Empress Dowager Cixi (1835–1908) is the most important woman in Chinese history. She ruled China for decades and brought a medieval empire into the modern age.
At the age of sixteen, in a nationwide selection for royal consorts, Cixi was chosen as one of the emperor’s numerous concubines. When he died in 1861, their five-year-old son succeeded to the throne. Cixi at once launched a palace coup against the regents appointed by her husband and made herself the real ruler of China—behind the throne, literally, with a silk screen separating her from her officials who were all male.
In this groundbreaking biography, Jung Chang vividly describes how Cixi fought against monumental obstacles to change China. Under her the ancient country attained virtually all the attributes of a modern state: industries, railways, electricity, the telegraph and an army and navy with up-to-date weaponry. It was she who abolished gruesome punishments like “death by a thousand cuts” and put an end to foot-binding. She inaugurated women’s liberation and embarked on the path to introduce parliamentary elections to China. Chang comprehensively overturns the conventional view of Cixi as a diehard conservative and cruel despot.
Cixi reigned during extraordinary times and had to deal with a host of major national crises: the Taiping and Boxer rebellions, wars with France and Japan—and an invasion by eight allied powers including Britain, Germany, Russia and the United States. Jung Chang not only records the Empress Dowager’s conduct of domestic and foreign affairs, but also takes the reader into the depths of her splendid Summer Palace and the harem of Beijing’s Forbidden City, where she lived surrounded by eunuchs—one of whom she fell in love, with tragic consequences. The world Chang describes here, in fascinating detail, seems almost unbelievable in its extraordinary mixture of the very old and the very new.
Based on newly available, mostly Chinese, historical documents such as court records, official and private correspondence, diaries and eyewitness accounts, this biography will revolutionize historical thinking about a crucial period in China’s—and the world’s—history. Packed with drama, fast paced and gripping, it is both a panoramic depiction of the birth of modern China and an intimate portrait of a woman: as the concubine to a monarch, as the absolute ruler of a third of the world’s population, and as a unique stateswoman.

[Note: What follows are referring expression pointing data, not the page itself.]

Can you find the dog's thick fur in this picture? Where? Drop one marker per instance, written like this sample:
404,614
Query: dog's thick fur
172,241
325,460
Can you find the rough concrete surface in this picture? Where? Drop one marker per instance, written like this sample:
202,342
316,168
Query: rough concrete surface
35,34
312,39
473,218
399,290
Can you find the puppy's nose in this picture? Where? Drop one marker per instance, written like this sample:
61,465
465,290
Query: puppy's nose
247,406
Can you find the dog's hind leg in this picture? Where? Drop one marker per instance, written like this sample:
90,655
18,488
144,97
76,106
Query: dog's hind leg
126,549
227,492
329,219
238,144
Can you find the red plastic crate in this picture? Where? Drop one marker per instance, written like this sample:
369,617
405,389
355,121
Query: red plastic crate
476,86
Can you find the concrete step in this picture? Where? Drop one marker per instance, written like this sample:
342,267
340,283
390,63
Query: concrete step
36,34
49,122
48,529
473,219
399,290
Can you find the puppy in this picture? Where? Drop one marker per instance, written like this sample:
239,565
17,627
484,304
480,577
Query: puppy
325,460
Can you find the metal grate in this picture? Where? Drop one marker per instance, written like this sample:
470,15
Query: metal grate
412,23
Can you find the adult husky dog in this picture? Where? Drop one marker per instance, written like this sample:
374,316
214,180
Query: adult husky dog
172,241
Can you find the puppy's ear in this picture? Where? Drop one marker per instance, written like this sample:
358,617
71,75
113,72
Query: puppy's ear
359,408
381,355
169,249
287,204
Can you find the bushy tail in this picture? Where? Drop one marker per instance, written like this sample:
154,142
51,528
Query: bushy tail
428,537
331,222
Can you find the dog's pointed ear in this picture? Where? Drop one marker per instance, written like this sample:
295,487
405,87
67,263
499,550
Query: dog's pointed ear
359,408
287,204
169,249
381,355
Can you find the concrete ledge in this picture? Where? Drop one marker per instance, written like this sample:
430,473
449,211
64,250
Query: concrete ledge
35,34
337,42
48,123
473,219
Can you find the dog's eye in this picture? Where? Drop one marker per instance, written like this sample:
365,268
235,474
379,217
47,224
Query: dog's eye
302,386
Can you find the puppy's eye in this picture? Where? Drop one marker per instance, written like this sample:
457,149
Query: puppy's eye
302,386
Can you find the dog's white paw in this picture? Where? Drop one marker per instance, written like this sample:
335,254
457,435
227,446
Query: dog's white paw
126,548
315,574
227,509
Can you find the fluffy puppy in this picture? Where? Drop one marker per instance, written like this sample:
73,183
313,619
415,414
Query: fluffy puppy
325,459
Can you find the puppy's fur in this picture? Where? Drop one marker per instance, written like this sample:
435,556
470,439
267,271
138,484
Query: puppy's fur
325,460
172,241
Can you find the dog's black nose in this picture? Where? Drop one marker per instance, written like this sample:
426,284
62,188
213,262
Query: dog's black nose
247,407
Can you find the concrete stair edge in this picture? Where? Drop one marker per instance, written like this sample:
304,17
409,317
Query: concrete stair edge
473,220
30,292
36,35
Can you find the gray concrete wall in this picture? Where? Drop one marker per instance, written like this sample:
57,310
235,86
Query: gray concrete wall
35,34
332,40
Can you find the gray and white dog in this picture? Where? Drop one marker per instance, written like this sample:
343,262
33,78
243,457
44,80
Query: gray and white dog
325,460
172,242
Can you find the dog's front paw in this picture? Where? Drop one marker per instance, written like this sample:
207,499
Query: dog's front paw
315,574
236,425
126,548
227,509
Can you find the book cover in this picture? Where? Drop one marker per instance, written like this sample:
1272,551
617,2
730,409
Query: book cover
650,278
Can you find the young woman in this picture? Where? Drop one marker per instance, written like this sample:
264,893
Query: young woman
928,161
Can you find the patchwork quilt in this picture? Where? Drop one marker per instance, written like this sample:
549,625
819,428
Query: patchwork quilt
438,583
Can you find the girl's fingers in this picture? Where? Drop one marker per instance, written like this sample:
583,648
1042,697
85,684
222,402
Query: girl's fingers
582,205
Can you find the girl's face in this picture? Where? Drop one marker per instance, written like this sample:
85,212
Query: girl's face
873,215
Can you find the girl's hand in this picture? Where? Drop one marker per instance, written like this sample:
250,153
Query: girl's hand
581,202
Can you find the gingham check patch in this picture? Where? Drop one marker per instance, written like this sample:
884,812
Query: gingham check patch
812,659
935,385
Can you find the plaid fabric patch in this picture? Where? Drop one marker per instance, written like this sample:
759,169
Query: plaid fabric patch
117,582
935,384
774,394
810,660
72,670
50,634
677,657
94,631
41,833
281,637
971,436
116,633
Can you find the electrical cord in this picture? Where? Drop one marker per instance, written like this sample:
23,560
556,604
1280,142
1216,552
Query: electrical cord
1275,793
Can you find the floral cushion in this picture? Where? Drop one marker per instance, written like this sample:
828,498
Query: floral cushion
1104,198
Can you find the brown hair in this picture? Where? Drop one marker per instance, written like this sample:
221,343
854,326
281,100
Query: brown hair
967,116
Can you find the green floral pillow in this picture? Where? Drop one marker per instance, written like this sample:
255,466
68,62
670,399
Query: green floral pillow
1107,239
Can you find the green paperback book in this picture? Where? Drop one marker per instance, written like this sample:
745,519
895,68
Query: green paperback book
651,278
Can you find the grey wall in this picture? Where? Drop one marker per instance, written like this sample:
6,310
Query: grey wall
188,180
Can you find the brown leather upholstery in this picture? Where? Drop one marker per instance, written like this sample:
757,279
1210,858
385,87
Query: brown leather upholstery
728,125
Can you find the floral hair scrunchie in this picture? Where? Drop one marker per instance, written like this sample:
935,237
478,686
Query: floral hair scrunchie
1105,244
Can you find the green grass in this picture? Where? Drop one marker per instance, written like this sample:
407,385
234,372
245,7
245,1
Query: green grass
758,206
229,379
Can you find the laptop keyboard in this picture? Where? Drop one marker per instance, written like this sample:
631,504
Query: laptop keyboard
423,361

The majority of sources I’ve found on Cixi have tended to paint her as the villain in history, a woman who bullied the wards she was put in charge of to keep power. The problem with identifying her as that is that many of the references to her reign are biased either because she was a woman, because they were written with a racist Western eye, or because of Communist influence on how history is documented. Cixi was a complex woman who made mistakes as a ruler, but who also was forward thinking for her time, highly intelligent, and extremely capable as a leader. The smear campaign to paint her as some sort of monster has been most unfair when many male rulers who have done far worse than she ever did have been shown more favorably by history. This particular book has tried to present Cixi in a more fair light and the author has rigorously backed up her claims with primary sources. Cixi is shown as a leader whose country was at a crossroads and who had to deal with unscrupulous European and American powers trying to take control in addition to traditions in her own country that made her rule a complicated balance of the old ways and modern technology.